Tais palestras abordaram assuntos de total relevância, certamente para todos os presentes e por mais que algumas abordagens, muitos já havia conhecimento, um novo ponto de vista demonstrado sempre abre novas visões. Desta forma, muitas célebres frases de autores e pensadores renomados, foram citadas nas palestras e uma que já havia lido me chamou a atenção: “Para obter alto que nunca teve, precisa fazer algo que nunca fez”.
A frase em questão é de Francisco Cândido Xavier, conhecido popularmente como Chico Xavier, que foi médium e o maior divulgador do Espiritismo no Brasil. Recebeu seu nome, em homenagem ao santo de seu dia de nascimento e foi aclamado como um dos maiores psicógrafos de todos os tempos.
Sua obra gira em torno de 400 livros e caracteriza Chico como um servidor humilde que, jamais recebeu direitos autorais de quaisquer deles.

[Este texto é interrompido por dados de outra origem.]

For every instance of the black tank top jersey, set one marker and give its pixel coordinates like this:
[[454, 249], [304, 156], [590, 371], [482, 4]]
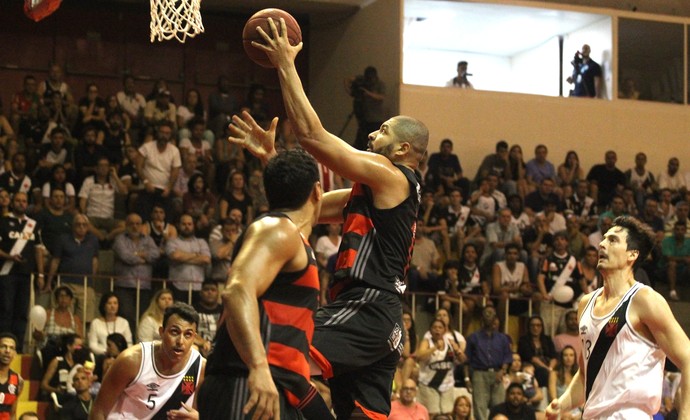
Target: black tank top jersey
[[377, 244], [286, 321]]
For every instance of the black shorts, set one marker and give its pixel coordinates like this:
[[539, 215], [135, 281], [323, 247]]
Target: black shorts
[[361, 336], [223, 397]]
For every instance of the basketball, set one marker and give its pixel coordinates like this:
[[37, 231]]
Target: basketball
[[260, 18]]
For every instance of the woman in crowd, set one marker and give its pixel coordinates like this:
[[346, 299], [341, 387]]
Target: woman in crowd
[[537, 348], [152, 319], [108, 323]]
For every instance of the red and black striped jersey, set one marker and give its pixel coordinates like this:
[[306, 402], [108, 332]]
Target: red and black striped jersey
[[377, 243], [286, 312]]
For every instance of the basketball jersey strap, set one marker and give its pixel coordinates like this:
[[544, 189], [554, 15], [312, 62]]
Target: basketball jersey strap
[[182, 392], [606, 338]]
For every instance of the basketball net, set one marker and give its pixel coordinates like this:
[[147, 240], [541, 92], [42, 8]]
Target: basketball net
[[175, 19]]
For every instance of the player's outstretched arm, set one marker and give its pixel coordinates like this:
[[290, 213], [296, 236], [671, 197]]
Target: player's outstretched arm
[[121, 374], [270, 245], [371, 169]]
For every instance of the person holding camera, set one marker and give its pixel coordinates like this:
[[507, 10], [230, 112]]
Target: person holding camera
[[368, 93], [586, 75]]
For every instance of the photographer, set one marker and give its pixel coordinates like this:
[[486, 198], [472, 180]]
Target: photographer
[[586, 75], [461, 79], [368, 93]]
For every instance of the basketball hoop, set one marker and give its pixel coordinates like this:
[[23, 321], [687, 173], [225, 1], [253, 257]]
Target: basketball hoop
[[175, 19]]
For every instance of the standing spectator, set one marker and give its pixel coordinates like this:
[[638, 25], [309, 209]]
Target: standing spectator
[[188, 257], [515, 406], [368, 95], [159, 167], [108, 323], [586, 75], [539, 168], [407, 408], [97, 200], [77, 254], [21, 252], [135, 254], [209, 309], [606, 179], [676, 252], [488, 356]]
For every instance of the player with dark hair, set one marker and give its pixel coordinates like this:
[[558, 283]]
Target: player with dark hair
[[359, 337], [259, 364], [627, 329], [155, 380]]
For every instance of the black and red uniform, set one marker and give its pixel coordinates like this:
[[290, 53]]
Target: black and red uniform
[[286, 313], [359, 335]]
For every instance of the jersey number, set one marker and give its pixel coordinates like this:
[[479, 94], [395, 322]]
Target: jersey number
[[153, 402]]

A simplicidade de Chico era percebida no respeito das demais crenças e a visualização dentro das suas, onde mostrou-se alguém obstinado a fazer algo diferente.
Trazendo para nossa realidade, diante da audácia de Chico, nos percebemos tapados e teimosos. Deparamos-nos diariamente com inúmeras situações que já nos são conhecidas e por outras inúmeras vezes acabamos cometendo os mesmos erros de sempre, recaindo no círculo vicioso da reclamação sem ação eficaz.

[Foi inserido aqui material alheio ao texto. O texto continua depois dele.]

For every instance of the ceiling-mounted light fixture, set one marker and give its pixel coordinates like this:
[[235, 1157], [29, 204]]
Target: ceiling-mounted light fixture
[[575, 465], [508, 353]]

Convenhamos que, por muitas vezes, não temos “peito” suficiente para tomar aquela atitude que julgamos ousada demais, ou diferente demais, por receio de sair da zona de conforto e não saber como suportar os resultados que virão.
Meus caros, vivemos em um tempo de se acomodações. Contentamos-nos com o trabalho que não nos dá prazer, nas relações que vão esfriando, no coração que vai se fechando e quando olhamos a felicidade alheia, nos percebemos fogo ardente que se congelou diante da frieza e acomodada rotina.
Em menos de um segundo, olhamos para um passado nem tão remoto assim e nos visualizamos sonhadores, perspicazes e atrevidos e nos perguntamos: em que parte da nossa história nos perdemos no caminho? E não é difícil nos sentirmos desiludidos conosco mesmo. Retomamos nossa caminhada e aquelas outras situações voltam e temos a chance de fazer diferente. E muitas vezes não fizemos.
A filosofia de Chico Xavier, nos faz perceber que somos agentes de nosso próprio destino. Como críticos de nosso próprio filme, a cada dia nos são disponibilizadas novas chances de retomar a cena, para concertar os erros, a fim de nos sentirmos realizados e sermos felizes.
Você já experimentou fazer algo que nunca fez? Tomou uma atitude que fugiu de toda a realidade que lhe cerca? É difícil, certamente. Mas somente a partir do momento em que nos propomos a fazer algo novo é que teremos algo novo e menos acomodado em nossas vidas.
Bem senhores, se desejam saber se estou fazendo algo diferente. Digo-lhes, convicta: SIM. E falo mais, melhor do que você tentar algo novo, é ver resultados diferentes, vivenciar experiências diferentes que somente nos enriquece social, psicológica e afetivamente. Tentem, lhes garanto que vai ser no mínimo diferente e viver sempre na mesma, não dá. Fica a dica.